How to merge specific lines from multiple text files

101 views Asked by At

I have four files each containing 153 data points. Each data point cosists of 3 lines, ie.

File 1:

datapoint_1_name
datapoint_1_info
datapoint_1_data_file1
datapoint_2_name
datapoint_2_info
datapoint_2_data_file1
datapoint_3_name
datapoint_3_info
datapoint_3_data_file1

File 2:

datapoint_1_name
datapoint_1_info
datapoint_1_data_file2
datapoint_2_name
datapoint_2_info
datapoint_2_data_file2
datapoint_3_name
datapoint_3_info
datapoint_3_data_file2

File 3:

datapoint_1_name
datapoint_1_info
datapoint_1_data_file3
datapoint_2_name
datapoint_2_info
datapoint_2_data_file3
datapoint_3_name
datapoint_3_info
datapoint_3_data_file3

File 4:

datapoint_1_name
datapoint_1_info
datapoint_1_data_file4
datapoint_2_name
datapoint_2_info
datapoint_2_data_file4
datapoint_3_name
datapoint_3_info
datapoint_3_data_file4

and so on.

The data in all files is the same except for the third line of each. I am trying to merge these files in such a way that the output contains the datapoint_name, datapoint_info, from just the first file, and then the third line (datapoint_data) from all remaining files, like so:

Output:

datapoint_1_name
datapoint_1_info
datapoint_1_data_file1
datapoint_1_data_file2
datapoint_1_data_file3
datapoint_1_data_file4
datapoint_2_name
datapoint_2_info
datapoint_2_data_file1
datapoint_2_data_file2
datapoint_2_data_file3
datapoint_2_data_file4
datapoint_3_name
datapoint_3_info
datapoint_3_data_file1
datapoint_3_data_file2
datapoint_3_data_file3
datapoint_3_data_file4

I've tried with the below script in Python (I've replaced the pattern matching with 'some pattern' in these lines; the patterns are matching the lines correctly and I've verified that)
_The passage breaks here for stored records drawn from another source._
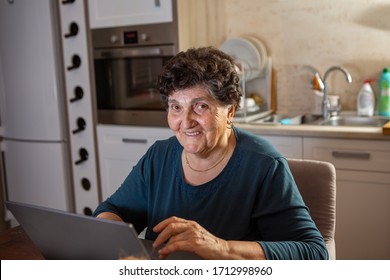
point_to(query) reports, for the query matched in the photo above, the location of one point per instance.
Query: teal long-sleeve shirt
(254, 198)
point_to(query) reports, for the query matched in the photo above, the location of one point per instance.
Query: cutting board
(386, 129)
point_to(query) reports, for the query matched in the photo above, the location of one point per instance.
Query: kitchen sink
(307, 119)
(278, 119)
(374, 121)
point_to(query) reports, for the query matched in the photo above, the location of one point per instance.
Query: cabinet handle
(67, 2)
(81, 124)
(78, 94)
(352, 155)
(138, 141)
(83, 153)
(76, 62)
(73, 30)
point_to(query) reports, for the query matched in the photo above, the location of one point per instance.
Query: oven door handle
(132, 52)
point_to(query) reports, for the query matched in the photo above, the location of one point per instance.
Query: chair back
(316, 181)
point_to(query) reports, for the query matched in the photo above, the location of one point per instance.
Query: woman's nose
(188, 120)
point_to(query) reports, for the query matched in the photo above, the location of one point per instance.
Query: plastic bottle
(366, 100)
(384, 97)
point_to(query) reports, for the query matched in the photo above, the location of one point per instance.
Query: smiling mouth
(196, 133)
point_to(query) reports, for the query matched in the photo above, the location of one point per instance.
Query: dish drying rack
(254, 67)
(259, 87)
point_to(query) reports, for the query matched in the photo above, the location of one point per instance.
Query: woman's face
(198, 120)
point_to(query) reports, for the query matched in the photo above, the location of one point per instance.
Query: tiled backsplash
(352, 33)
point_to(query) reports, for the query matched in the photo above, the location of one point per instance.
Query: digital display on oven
(130, 37)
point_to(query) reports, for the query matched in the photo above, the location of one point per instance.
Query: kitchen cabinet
(120, 148)
(288, 146)
(362, 195)
(107, 13)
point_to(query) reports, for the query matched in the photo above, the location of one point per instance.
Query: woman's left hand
(185, 235)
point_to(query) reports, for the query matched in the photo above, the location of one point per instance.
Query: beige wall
(351, 33)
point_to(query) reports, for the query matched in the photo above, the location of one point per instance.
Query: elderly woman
(213, 189)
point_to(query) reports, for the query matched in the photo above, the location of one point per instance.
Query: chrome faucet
(325, 113)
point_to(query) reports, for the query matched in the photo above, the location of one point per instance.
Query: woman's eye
(200, 108)
(175, 107)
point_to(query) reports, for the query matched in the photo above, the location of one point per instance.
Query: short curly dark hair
(205, 66)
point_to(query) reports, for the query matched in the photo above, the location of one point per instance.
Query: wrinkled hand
(186, 235)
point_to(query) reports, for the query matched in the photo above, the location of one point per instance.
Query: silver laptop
(68, 236)
(63, 235)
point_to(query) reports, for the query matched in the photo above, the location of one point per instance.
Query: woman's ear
(231, 112)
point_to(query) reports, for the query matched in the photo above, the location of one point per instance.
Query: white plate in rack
(246, 55)
(260, 48)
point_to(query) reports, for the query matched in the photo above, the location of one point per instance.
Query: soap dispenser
(384, 96)
(366, 100)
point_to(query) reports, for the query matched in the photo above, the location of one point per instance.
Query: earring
(229, 124)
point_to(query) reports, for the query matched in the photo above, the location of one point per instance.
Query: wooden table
(16, 245)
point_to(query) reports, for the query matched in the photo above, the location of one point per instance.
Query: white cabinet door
(108, 13)
(362, 194)
(120, 148)
(365, 155)
(288, 146)
(362, 215)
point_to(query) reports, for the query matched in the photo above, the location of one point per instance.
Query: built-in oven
(127, 62)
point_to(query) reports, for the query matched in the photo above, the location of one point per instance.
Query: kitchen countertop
(345, 132)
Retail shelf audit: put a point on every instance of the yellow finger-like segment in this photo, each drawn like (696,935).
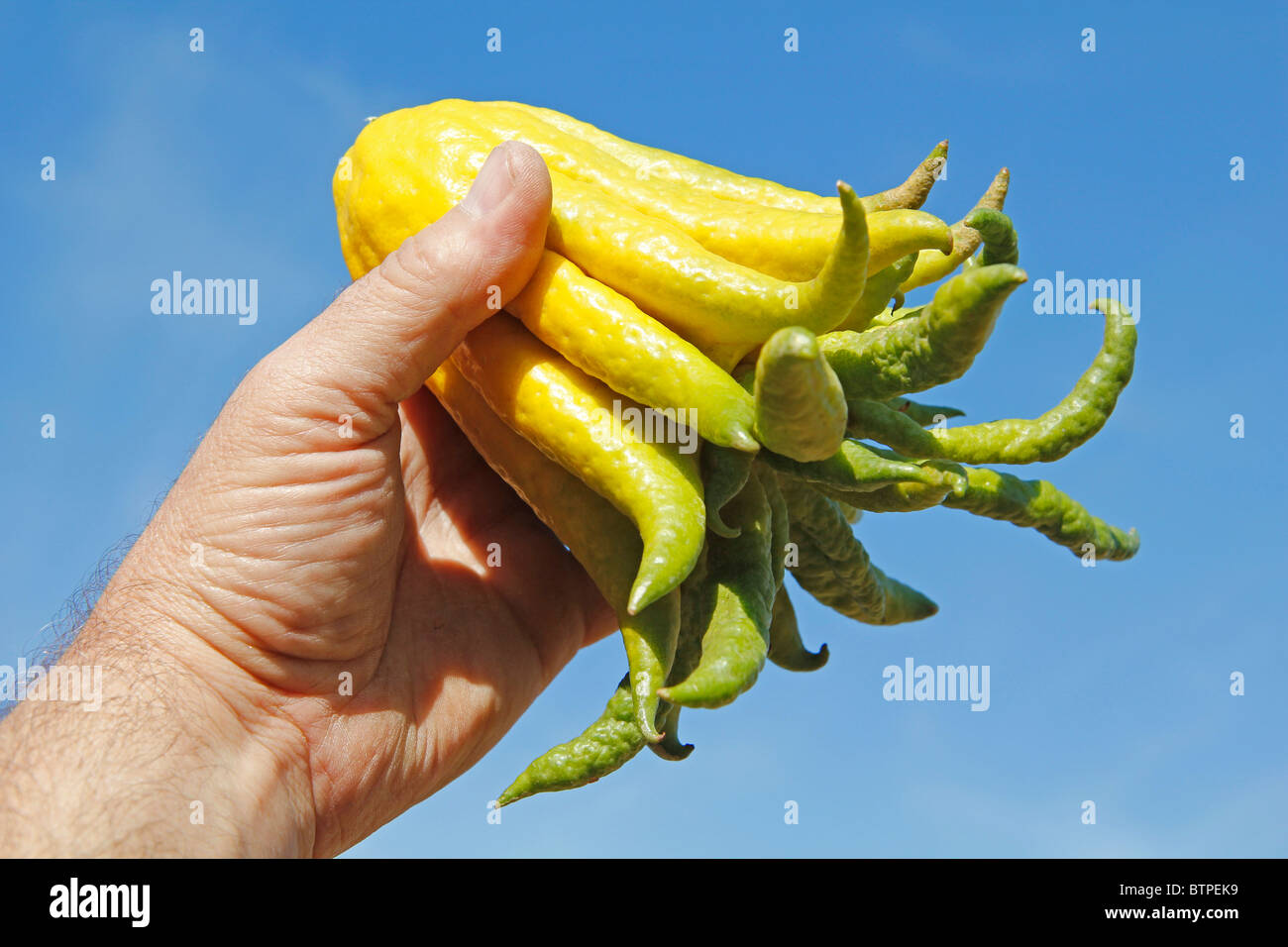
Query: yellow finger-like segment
(664,165)
(934,265)
(599,437)
(608,337)
(711,180)
(604,541)
(786,244)
(408,167)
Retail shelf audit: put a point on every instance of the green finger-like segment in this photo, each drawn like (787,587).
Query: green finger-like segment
(603,540)
(600,749)
(724,474)
(1041,506)
(833,567)
(903,497)
(786,647)
(853,514)
(853,470)
(936,346)
(800,403)
(874,420)
(697,602)
(877,294)
(1076,419)
(934,264)
(651,639)
(897,313)
(914,191)
(741,579)
(670,746)
(1001,244)
(780,528)
(925,415)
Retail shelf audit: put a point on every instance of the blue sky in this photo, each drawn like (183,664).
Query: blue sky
(1108,684)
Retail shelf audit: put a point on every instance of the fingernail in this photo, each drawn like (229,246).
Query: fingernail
(492,184)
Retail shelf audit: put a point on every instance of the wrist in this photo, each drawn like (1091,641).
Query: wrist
(184,754)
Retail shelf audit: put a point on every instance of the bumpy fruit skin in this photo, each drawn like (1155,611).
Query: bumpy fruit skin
(931,348)
(1074,420)
(596,751)
(741,591)
(675,285)
(608,337)
(935,264)
(574,419)
(408,167)
(604,541)
(800,403)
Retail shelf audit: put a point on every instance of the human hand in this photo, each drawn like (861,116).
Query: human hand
(308,638)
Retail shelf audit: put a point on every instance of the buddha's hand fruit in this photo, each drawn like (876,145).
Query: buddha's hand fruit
(704,384)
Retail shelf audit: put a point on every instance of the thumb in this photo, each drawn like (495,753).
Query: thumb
(385,334)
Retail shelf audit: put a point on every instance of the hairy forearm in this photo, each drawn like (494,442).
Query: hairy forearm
(179,758)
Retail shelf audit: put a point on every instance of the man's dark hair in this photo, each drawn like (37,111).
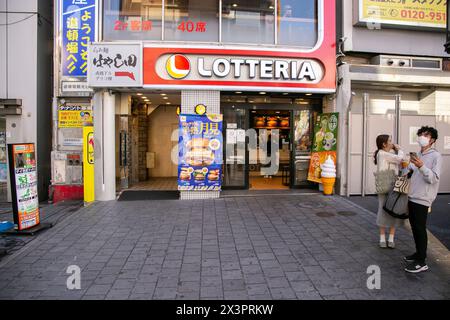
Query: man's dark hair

output_file = "combined_sequences_and_data2.txt"

with open(output_file, 'w') as output:
    combined_data = []

    with open('file1', 'r') as file:
        for line in file:
            line = line.strip()
            if line.startswith('some pattern'):
                combined_data.append(line)
            elif line.isalpha():
                combined_data.append(line)
            elif line.startswith('some pattern'):
                combined_data.append(line)
                with open('file2', 'r') as file:
                    for line in file:
                        line = line.strip()
                        if line.startswith('some pattern'):
                            combined_data.append(line)
                            with open('file3', 'r') as file:
                                for line in file:
                                    line = line.strip()
                                    if line.startswith('some pattern'):
                                        combined_data.append(line)
                                        with open('file4', 'r') as file:
                                            for line in file:
                                                line = line.strip()
                                                if line.startswith('some pattern'):
                                                    combined_data.append(line)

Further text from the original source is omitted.